Again, I assume, Mr. Chair, that members of Parliament, certainly at this committee, understand that Canadian Forces spend an awful lot of money and time training military staff officers to answer the question you just asked: what shall we do? Bongo, bongo, we're all going to the Congo. Okay, where is the Congo? They sit down and they have....
I just came from the Canadian Forces College in Toronto, where I was giving lectures two days ago. These officers are trained throughout their entire experience, from rank to rank, to do an appreciation of the situation. What are we facing? What tools do we need? What are the circumstances? Is it hot or is it cold? Is it Norway or is it the Congo? They draw up a sensible plan of operation and then adjust it when they get into the thing. It's the whole business of military staff planning for operations.
I'll take a minute to illustrate this point. I worked as an adviser to the inquiry into the deployment in Somalia. One of the things I thought was very interesting in the testimony and in the report is also something I would suggest the committee might take a look at in relation to your question. It's the section in the report that deals with operational preparedness. One of the first findings of the inquiry in relation to launching that mission into Somalia was that there was no problem in the way the military go about assessing how much they need, how many people they need, what they need to go into a mission.
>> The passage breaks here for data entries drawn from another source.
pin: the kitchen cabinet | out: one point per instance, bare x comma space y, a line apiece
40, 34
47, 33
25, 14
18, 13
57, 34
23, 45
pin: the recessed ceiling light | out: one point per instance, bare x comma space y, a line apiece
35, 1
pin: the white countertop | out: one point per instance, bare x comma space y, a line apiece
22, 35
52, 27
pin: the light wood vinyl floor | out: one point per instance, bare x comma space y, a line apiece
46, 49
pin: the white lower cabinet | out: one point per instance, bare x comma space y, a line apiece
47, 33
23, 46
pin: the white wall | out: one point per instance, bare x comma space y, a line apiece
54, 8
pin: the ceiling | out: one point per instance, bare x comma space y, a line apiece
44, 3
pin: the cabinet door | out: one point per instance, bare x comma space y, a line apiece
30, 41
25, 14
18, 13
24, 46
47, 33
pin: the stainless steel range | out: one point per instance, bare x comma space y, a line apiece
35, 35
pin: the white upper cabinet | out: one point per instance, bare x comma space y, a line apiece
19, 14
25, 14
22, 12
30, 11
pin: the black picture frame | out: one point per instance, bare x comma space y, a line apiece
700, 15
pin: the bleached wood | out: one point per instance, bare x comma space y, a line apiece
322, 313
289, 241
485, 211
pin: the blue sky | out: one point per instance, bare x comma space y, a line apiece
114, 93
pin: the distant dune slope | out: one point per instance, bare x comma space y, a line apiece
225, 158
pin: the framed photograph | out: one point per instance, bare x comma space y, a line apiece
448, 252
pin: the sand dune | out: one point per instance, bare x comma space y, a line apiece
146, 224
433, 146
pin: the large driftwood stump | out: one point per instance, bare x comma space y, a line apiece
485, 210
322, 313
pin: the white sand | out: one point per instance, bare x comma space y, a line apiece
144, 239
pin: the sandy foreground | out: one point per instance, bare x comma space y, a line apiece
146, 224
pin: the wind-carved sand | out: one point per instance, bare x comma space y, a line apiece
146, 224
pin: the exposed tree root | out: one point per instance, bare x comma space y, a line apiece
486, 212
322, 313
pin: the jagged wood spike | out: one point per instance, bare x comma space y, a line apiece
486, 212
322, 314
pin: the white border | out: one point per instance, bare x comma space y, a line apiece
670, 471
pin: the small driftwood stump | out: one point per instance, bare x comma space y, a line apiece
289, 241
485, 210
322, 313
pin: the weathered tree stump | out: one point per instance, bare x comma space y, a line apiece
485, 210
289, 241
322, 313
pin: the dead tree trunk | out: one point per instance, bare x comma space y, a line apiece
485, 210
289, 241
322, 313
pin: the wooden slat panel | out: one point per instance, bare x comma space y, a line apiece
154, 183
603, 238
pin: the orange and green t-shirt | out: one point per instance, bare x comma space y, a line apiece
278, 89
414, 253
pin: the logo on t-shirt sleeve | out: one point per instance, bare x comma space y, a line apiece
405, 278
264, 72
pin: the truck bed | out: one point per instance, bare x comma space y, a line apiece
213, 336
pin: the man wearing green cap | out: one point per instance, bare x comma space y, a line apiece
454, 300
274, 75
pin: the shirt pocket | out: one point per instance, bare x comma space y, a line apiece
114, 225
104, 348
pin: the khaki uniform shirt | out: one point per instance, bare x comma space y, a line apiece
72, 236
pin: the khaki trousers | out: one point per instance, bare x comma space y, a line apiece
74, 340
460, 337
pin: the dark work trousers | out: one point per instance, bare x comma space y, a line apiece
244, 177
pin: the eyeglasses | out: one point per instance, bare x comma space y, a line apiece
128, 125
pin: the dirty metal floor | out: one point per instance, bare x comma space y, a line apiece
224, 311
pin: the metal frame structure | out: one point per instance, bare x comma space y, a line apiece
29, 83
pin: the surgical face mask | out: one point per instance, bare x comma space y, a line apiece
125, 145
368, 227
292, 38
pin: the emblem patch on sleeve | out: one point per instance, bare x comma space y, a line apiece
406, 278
The process is fine.
The second finding was they didn't do any of it, or the parts that they did do were arbitrarily dismissed by bureaucrats and general officers and other people. They just grabbed something out of the air and said, “Let's go to Somalia.”
The answer, and what I would encourage Canadians to insist on, is a very highly skilled and trained military staff that can answer these questions before you go on an operation.
My last point, Chair, is that the only thing I regretted about the Somalia inquiry was that it was held after the troops came back. It should have been held before they went over. The House should have called commanders, politicians, and others to the table and said, “Do you know what the mission is? Have you got enough stuff? Do you know your rules of engagement?” When somebody is looking over your shoulder, that makes people--at least in my case, anyway--pay attention.
So we shouldn't be examining, with respect to everybody, the detainee issue now--years later. We should have looked at that before we went overseas, just to be current.